The limit is calculated from pagesize. This is usually 4K which gives us 64K (65536). Adding “…\nAttention: Removed remaining content because it was too long.” gives us 65601 characters.
I guess the appended text contains a bug: the “\n” for the newline should be escaped as all other newlines in the output.
Strange is also the fallback calculation which uses 4046 instead of 4096 as pagesize. Maybe someone from the Checkmk team can tell us why they use 4046.
One question - what was the real problem in your case?
There are multiple answers to this question. So what brought me there:
We suffer from very slow notifications because of our large configuration. Each notification has a 4-5s delay when Checkmk loads the complete site configuration although it only needs the notification configuration. When there are larger networks hickups it takes hours until all notifications are processed. We were told to wait for 2.5 which should improve notification speed.

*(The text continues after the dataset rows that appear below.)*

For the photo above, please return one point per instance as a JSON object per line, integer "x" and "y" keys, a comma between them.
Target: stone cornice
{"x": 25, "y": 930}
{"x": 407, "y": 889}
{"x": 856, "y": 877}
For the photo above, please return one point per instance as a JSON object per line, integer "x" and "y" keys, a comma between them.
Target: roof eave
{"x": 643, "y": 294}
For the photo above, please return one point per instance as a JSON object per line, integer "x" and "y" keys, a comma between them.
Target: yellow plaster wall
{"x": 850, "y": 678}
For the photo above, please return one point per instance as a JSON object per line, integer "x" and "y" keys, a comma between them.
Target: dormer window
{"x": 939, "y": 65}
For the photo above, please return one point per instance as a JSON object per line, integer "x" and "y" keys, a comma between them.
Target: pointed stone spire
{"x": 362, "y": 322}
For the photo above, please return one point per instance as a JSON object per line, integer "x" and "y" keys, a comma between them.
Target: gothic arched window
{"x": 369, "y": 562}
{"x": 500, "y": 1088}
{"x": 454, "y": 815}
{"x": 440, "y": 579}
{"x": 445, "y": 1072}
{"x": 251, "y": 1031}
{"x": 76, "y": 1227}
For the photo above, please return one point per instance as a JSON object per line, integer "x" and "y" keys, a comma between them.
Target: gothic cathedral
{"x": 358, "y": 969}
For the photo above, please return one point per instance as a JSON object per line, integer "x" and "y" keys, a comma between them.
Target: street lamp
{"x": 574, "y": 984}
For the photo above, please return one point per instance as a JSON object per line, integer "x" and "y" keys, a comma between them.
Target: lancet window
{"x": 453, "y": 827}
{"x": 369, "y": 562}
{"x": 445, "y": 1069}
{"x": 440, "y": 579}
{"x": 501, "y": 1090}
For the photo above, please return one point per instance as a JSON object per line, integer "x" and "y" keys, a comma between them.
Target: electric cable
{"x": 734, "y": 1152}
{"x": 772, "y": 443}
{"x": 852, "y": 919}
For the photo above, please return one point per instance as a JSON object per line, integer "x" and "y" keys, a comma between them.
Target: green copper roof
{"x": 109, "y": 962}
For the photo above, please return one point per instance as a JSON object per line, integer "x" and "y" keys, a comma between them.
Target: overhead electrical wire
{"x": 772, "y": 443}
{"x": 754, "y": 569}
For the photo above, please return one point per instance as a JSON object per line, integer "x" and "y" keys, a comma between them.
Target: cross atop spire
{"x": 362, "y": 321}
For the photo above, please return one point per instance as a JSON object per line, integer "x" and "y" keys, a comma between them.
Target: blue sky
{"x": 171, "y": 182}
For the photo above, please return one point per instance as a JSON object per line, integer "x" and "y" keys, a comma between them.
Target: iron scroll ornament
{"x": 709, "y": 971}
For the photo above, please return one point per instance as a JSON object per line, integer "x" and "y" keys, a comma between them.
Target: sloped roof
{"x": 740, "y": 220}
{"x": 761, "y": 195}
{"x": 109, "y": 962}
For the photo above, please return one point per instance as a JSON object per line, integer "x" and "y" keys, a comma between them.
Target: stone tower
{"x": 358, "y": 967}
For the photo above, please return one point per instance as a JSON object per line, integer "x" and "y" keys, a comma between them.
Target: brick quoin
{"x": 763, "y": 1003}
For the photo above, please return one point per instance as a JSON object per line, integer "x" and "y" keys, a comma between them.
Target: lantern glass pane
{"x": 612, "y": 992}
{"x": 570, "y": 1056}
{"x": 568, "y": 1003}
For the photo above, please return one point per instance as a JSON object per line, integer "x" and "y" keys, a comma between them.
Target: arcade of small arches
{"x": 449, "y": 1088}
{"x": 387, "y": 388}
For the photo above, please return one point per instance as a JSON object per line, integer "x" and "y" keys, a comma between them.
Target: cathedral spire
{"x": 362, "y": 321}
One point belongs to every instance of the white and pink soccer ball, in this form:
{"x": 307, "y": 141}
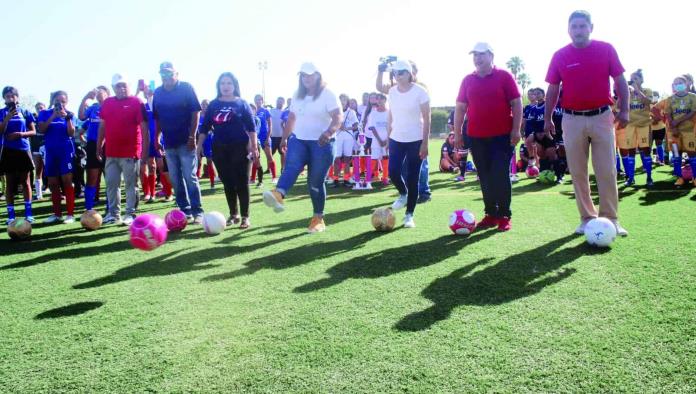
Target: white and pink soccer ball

Because our regular notification scripts do not support bulk mode I’m trying to write a generic wrapper that creates the necessary environment and calls the regular notification script (checkmk-extensions/generic_bulk_wrapper/src/notifications/generic_bulk_wrapper.py at main · mayrstefan/checkmk-extensions · GitHub). It’s only purpose is to avoid the previously described performance bottleneck. Occasionally I got an OSError 7 exception because tried to create an environment which was too large. It worked in non-bulk mode but it sometimes failed in bulk-mode which showed me that there is a difference
I’m trying to understand: what is specified, what is documented and how do these informations relate to each other (or not). The problem with undocumented behaviour is that you work with assumptions that may be wrong. And sooner or later something will break.
The slow notification issue is something old we can find for example in Spooled Notifications are to slow (only 1 notif per sec) and maybe Check_MK slow sending notifications was also related to that. Support told us to reduce notifications but I don’t see how to do this: the more configuration objects you have the slower the notification gets. The more things you monitor the higher the probility something will change state. So a growing site means more notifications and they will get slower. We’ll see what we will get with 2.5.
The 150kByte mail or something else?
The plugin with the 150K output was the Checkmk builtin NetScaler SNMP plugin.
I don’t know what is planned for 2.5 but in 2.3 & 2.4 , if i had this problem, i tried to switch to “Enable synchronous delivery via SMTP" if possible. The biggest problem at the moment is the spooler. If you have a huge amount of notifications then it does not work, there you are right.
Also in very big environments i try to handle the notifications directly on the distributed notes and don’t use the notification forwarding.
Our notifications are no mails. We forward our notifications as some sort of pseudo XML data with its own protocol to our central event management systemen. So we need our own notification scripts to get it formated right before we can pass it to a cli command to send it the central system.
Also we already use the spoolers on each site to decouple things.